I'm working on some practice questions and I am a bit confused with this one:
Generating functions of the type $F_1(q,Q)$ satisfy the condition:
$$pdq-PdQ = dF_1$$ Starting from this condition derive the analogous
result for the generating functions of type $F_3(q,P)$.
I must admit, I am a little confused with the Legendre transform and how the other generating functions are derived.
Here is what I have tried by following my textbook,
Applying the Legendre transform with respect to the new coordinates and momenta to $F_1$:
$$ d(\sum QP + F_1) = PdQ + QdP + pdq-PdQ = QdP + pdq = dF_2 $$
Which seems correct for $F_2$. (I'm not even sure if I have done this correctly, I'm pretty much just following my textbook). To get $dF_3$, my textbook just says perform the Legendre transform with respect to the 'other' variables?
However, I'm not sure what this means?. I know I am expecting to get $-qdp-PdQ$, but just not too sure about what I am doing.
ADDED:
I think I may have gotten a little further with my understanding.
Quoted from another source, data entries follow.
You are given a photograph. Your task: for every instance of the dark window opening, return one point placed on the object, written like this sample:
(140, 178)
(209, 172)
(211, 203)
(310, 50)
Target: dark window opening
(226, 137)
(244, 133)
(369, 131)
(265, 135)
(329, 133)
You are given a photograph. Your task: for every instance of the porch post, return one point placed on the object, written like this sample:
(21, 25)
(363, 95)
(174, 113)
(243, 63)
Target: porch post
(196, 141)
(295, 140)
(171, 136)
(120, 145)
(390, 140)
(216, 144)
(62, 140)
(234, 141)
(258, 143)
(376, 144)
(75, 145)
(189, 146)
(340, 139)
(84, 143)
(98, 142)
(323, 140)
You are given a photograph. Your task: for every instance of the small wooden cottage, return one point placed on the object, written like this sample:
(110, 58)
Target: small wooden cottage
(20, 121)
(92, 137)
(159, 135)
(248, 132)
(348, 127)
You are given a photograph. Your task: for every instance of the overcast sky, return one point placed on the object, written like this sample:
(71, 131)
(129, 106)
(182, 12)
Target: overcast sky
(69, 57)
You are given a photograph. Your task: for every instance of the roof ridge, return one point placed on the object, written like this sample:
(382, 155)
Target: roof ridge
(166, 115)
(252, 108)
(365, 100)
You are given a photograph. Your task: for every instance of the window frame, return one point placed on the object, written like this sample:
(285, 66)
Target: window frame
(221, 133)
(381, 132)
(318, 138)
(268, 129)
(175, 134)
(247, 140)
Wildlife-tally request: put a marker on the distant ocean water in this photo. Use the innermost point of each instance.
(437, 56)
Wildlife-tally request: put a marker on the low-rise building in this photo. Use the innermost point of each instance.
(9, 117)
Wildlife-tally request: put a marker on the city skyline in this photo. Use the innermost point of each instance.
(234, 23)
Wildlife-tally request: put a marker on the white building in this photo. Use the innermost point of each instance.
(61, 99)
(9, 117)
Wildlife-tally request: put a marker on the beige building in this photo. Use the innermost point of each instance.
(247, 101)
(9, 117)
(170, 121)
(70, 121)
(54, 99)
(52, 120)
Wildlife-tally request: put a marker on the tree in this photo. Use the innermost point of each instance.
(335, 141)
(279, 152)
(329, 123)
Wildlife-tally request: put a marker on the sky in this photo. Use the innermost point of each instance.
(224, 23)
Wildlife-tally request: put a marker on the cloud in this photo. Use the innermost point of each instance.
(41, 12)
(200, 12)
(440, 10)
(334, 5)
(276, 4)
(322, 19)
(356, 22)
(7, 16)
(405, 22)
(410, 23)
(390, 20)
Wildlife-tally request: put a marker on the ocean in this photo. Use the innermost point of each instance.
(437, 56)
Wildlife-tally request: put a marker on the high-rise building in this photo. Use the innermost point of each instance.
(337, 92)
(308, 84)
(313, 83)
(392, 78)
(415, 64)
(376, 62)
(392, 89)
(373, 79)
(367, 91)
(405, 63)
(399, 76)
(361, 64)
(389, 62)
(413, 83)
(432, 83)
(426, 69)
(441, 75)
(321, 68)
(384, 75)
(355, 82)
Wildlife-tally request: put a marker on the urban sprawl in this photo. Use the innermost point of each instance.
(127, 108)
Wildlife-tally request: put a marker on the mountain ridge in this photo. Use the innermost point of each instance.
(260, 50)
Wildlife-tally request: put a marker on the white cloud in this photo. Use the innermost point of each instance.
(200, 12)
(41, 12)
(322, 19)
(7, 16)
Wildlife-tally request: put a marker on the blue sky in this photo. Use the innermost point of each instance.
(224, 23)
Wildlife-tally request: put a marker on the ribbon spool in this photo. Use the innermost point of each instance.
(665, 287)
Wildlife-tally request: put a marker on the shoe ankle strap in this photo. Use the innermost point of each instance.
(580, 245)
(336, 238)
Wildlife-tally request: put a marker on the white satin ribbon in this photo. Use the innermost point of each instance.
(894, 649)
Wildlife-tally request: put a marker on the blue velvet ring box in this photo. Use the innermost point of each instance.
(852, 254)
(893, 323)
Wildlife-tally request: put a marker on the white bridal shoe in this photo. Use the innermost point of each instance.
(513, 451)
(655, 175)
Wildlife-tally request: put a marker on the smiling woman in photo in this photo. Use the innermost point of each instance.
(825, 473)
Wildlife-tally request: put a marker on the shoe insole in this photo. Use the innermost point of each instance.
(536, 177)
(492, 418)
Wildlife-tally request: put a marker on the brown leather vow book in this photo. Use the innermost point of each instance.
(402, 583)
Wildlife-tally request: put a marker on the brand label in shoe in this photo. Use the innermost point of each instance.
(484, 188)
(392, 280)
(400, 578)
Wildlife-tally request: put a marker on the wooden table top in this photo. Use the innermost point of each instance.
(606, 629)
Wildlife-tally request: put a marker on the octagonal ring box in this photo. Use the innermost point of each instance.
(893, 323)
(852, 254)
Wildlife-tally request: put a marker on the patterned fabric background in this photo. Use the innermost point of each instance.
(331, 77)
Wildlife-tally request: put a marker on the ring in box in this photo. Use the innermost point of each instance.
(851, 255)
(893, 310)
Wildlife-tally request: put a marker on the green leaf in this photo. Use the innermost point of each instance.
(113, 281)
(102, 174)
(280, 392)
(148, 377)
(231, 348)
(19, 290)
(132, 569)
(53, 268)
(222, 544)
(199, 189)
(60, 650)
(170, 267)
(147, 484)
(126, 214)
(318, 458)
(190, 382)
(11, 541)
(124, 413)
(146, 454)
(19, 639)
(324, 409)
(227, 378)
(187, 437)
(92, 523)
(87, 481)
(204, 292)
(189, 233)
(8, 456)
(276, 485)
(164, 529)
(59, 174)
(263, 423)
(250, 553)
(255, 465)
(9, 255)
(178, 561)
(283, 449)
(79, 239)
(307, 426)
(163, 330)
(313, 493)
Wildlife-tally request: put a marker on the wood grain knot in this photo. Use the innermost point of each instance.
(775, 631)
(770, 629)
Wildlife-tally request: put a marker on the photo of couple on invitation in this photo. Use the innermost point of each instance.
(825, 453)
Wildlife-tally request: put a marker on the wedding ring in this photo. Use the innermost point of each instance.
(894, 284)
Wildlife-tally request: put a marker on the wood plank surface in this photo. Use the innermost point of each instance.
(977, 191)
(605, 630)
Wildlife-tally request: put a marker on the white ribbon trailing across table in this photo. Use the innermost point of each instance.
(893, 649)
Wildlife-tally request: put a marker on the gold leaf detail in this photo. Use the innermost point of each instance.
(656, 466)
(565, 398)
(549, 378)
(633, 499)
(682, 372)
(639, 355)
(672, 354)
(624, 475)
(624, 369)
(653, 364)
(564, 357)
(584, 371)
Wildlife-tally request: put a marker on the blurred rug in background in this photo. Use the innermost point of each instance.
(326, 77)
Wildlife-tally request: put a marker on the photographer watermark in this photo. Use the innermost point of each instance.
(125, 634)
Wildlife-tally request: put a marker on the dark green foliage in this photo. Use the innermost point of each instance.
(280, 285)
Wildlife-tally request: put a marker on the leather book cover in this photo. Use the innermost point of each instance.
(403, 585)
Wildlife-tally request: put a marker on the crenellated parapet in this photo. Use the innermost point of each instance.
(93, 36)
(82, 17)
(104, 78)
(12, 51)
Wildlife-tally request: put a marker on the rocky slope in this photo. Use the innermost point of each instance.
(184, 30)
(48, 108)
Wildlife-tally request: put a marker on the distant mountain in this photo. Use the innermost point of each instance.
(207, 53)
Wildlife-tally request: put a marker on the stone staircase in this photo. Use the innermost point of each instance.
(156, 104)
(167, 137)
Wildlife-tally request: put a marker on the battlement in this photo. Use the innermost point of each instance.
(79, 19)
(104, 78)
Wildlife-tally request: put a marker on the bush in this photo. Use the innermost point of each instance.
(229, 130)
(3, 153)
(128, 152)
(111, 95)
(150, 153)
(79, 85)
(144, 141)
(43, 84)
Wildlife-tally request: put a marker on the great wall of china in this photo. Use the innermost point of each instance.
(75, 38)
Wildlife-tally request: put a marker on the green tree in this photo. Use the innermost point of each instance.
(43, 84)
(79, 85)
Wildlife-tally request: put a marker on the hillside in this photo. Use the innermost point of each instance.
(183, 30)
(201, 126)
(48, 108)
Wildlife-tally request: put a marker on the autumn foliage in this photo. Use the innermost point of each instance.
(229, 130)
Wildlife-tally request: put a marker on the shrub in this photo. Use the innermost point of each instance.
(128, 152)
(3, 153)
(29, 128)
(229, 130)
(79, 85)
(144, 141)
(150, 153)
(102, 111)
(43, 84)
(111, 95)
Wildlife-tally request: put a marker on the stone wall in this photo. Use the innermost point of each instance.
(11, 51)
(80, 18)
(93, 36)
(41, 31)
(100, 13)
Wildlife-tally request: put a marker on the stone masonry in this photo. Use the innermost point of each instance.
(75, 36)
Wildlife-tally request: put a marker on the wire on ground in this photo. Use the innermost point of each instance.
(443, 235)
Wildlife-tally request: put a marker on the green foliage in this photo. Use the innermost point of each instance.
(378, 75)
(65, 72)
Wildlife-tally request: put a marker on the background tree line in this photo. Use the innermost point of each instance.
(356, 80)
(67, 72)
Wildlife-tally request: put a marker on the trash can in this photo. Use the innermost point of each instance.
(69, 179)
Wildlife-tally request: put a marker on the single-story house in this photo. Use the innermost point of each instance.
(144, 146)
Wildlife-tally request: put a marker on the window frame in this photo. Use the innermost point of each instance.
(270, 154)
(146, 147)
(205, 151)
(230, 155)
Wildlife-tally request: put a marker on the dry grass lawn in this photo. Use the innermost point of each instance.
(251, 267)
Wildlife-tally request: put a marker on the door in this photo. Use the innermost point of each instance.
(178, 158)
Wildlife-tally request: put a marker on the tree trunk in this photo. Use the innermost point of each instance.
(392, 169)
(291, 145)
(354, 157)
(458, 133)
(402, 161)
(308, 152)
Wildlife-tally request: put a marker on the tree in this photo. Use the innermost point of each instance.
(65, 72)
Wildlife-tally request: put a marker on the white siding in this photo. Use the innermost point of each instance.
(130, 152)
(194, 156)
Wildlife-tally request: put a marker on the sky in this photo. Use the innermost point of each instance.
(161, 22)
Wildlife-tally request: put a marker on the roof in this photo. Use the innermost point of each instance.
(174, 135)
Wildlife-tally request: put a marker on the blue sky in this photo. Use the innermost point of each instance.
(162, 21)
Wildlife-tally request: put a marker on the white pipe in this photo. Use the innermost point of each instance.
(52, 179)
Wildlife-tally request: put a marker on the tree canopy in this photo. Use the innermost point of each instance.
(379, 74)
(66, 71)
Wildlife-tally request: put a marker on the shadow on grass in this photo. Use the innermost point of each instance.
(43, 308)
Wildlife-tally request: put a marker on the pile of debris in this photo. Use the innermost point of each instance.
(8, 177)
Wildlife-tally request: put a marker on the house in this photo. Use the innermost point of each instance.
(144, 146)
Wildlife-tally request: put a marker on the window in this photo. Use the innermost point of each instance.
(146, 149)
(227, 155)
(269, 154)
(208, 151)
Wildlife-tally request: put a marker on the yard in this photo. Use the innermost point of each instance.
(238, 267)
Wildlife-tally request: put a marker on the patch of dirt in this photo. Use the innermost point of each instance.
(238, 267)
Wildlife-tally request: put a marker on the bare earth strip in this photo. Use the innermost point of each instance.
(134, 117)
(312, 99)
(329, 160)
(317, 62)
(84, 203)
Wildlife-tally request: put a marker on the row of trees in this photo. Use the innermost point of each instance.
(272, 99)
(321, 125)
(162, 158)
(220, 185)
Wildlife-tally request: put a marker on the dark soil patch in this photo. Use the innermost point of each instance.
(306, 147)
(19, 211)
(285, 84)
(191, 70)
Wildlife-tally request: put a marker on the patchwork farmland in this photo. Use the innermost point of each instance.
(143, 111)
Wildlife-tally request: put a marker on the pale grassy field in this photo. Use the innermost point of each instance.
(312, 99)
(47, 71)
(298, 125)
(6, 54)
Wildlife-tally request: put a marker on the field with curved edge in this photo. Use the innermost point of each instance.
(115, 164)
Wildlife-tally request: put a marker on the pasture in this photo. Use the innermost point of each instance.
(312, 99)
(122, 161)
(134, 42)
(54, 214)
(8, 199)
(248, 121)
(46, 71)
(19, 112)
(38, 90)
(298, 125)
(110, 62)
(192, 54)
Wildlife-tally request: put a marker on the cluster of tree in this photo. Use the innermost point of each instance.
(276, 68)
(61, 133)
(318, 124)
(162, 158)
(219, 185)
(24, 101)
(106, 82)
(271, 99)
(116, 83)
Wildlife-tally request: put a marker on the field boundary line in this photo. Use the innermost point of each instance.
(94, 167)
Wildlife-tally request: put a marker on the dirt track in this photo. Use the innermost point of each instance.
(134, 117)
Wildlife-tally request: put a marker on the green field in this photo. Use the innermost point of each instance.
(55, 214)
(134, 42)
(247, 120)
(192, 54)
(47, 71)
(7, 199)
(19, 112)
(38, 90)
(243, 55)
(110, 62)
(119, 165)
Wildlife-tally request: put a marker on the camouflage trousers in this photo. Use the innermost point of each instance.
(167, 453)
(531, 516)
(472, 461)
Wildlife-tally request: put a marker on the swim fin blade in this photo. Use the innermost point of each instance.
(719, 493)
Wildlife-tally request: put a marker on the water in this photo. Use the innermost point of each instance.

If I take the legendre transform of $F_1$ with respect to the old coordinate $q$ and it's conjugate momenta, then:
$$F_1 – pq = F_3$$ so, $$d(F_1 – pq) = pdq-PdQ-qdp-pdq = -qdp-PdQ = dF_3$$
Which seems to be correct. But then isn't
$$d(F_1 – QP) = pdq-PdQ-QdP-PdQ $$ which is not $dF_2$. Where am I going wrong? How would I say, derive $dF_4$? By definition of the legendre transform, is it true that for instance if $G$ is the legendre transform of $F$, i.e. $G=F-wy$, the pair $w,y$ must always be a conjugate pair (i.e $w=\frac{\partial f}{\partial y})$?
Best Answer
Intuitively, Legendre transform is just "integrate by parts". So, from $pdq - PdQ =F_1$, we have $pdq -d(PQ)+QdP =dF_1$, i.e., $pdq +QdP =d(F_1+PQ) \equiv dF_2$. The "Transform" means after "integration by parts", we need to change the independent variables. For example, in $F_1$, $p=p(q,Q)$ but in $F_2$, $p=p(q,P)$. So we need to solve $Q = Q(q,P)$ and insert in to $p=p(q,Q(q,P))$ to get $p(q,P)$.